Rarely, other bacteria can cause sore throat. This is much more common in the adult than the child. This may be considered when there is a non-response to antibiotics or a negative GABHS culture and the patient is getting worse. The health care provider will often take a more broad culture to look for other bacteria that may be causing the sore throat.

At times further testing is indicated. This is not common, but may occur in the sore throat that is not explained by other causes. It is most often carried out by an ear, nose and throat specialist. A laryngoscope will be used to look for cancer, a foreign body, acid reflux or another cause of sore throat.
Recurrent Disease

When disease returns within one week of completing antibiotic therapy it is considered treatment failure. The main causes of this are:

• Not taking the medication as directed
• Resistance to the antibiotic
• Repeat infections

For those who are thought to have a resistant strain, a different antibiotic may be considered such as a cephalosporin, macrolide or amoxicillin-clavulanate.

In cases where there is repeat infection, family members should be checked to see if they are carriers of strep. If they have a positive strep culture, they should be treated.

What is a carrier?

A surprising number of people – 10 to 25 percent – are colonized with GABHSviii. When one is colonized, it means that the strep is living in the throat with out causing the person to be sick. Generally, those who are colonized do not need to be treated, but sometimes they do. Treatment should ensue when there is:

• A personal or family history of rheumatic fever
• Recurrent transmission between close contacts
• Significant anxiety about GABHS
• Consideration of removal of the tonsils to eradicate the carrier state

Tonsillectomy and Adenoidectomy

Tonsils and adenoids are often removed, but the surgery may be done too often.
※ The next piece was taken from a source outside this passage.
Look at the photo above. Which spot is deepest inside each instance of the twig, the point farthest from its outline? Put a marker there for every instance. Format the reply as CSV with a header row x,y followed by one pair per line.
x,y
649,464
The tonsils are there for a reason. The tonsils, while they often get infected, help fight infections in the throat and nose and keep the infection from spreading.

There are risks with this procedure. Bleeding is the most common complications and can occur up to eight days after surgery. Sore throat after the procedure is common. The voice sometimes changes after the procedure. The most worrisome complication is death, but this only occurs in one of every 250,000 operations.
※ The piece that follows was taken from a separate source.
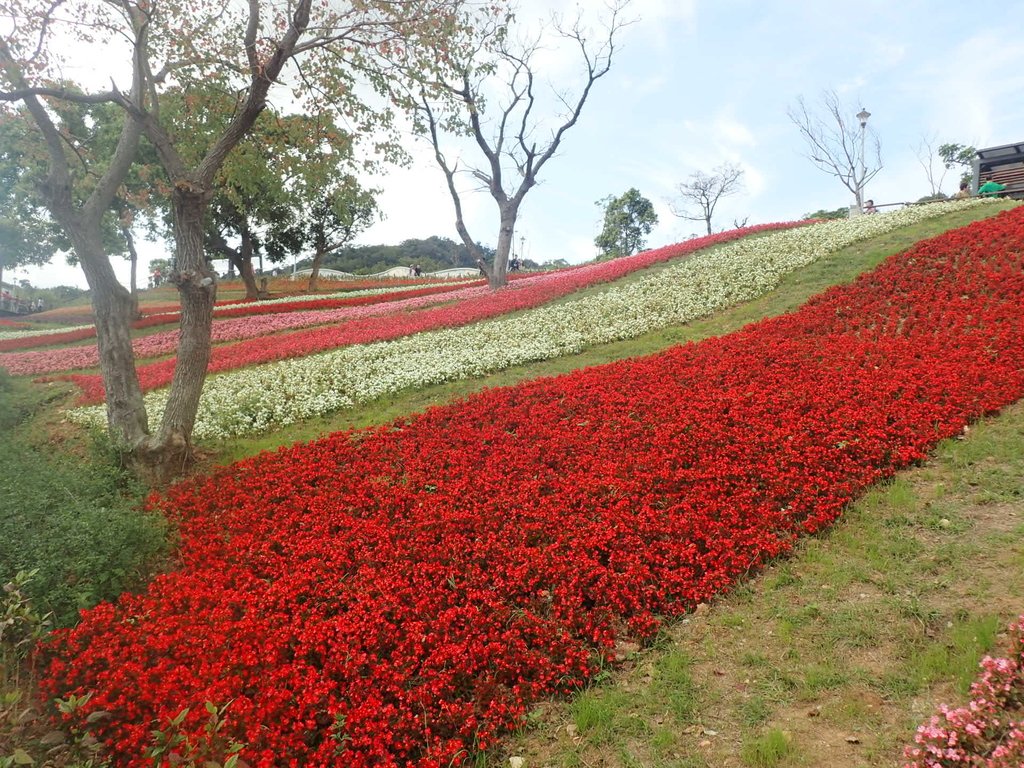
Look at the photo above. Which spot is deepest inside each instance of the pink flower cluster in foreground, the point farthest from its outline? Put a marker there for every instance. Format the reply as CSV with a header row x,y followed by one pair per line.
x,y
988,732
The tonsils and/or adenoids can be removed for multiple reasons including:

• Recurrent GABHS: For two-year olds, more than 4 episodes a year; for three year-olds more than 3 episodes per year; and those over 3-years-old, greater than 6 episodes a year is an indication for the tonsils and adenoids to be removed.
• Obstructive sleep apnea
• A severe infection that does not respond to antibiotics
• Recurrent peritonsillar abscess
• Potential cancer
• Persistent mouth breathers may be a candidate for removal of the adenoids
• Persistent swallowing problems if they are caused by large tonsils or adenoids

What you need to know

If you are diagnosed with strep throat:

• Do not infect others. Do not come in close contact with others for 24 hours after starting antibiotics.
• Removable oral appliances (e.g. retainers) should be cleaned completely.
• A new toothbrush should be used after 24 hours.
• Complete the entire course of antibiotics or resistance to that antibiotic may occur.
• Symptoms that do not improve by 72 hours or get worse after 48 hours require a medical evaluation.
• Do not take any antibiotics that are lying around the house for a sore throat without visiting the health care provider. Antibiotics will invalidate a throat culture.
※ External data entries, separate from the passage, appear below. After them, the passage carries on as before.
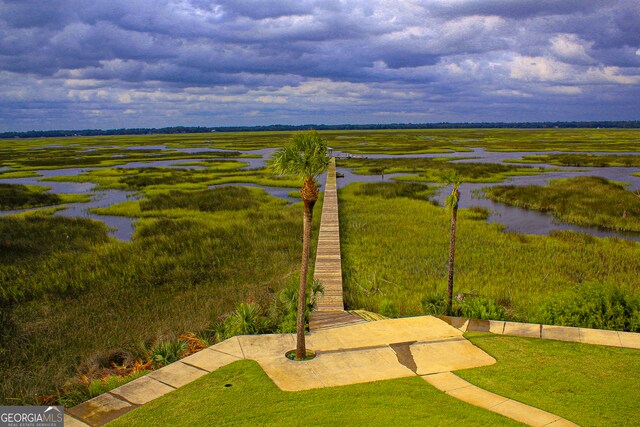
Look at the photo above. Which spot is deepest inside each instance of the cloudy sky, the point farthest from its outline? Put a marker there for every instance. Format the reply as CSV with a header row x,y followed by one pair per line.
x,y
69,64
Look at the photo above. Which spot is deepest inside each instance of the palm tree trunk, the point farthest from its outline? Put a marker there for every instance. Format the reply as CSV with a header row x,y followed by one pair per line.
x,y
310,195
452,250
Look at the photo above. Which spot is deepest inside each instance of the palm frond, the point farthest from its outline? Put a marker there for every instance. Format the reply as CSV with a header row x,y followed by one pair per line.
x,y
306,156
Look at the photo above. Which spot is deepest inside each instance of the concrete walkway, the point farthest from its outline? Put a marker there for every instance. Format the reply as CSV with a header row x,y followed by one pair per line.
x,y
328,267
372,351
549,332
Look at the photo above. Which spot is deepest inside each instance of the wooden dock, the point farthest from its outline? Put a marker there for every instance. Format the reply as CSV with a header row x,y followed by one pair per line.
x,y
328,267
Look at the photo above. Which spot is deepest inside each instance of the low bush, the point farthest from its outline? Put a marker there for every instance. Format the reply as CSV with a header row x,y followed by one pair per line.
x,y
481,308
434,303
287,309
388,308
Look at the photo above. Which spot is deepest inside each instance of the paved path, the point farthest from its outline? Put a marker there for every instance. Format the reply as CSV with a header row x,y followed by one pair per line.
x,y
328,267
350,350
395,348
Questions to Ask Your Health Care Provider

1. Is my sore throat related to a virus or a bacterium?
2. Do I need a culture to determine if there is a bacterial infection?
3. Which medications do you recommend to manage my symptoms?
4. Do you recommend any home remedies?
5. Will an antibiotic help my infection?
6. Are there any potential interactions between the medications that you are recommending and the current medications that I am on or any other health problems I may have?
7. When should I expect an improvement in my condition?
8. What complications should I look out for and how will they show up?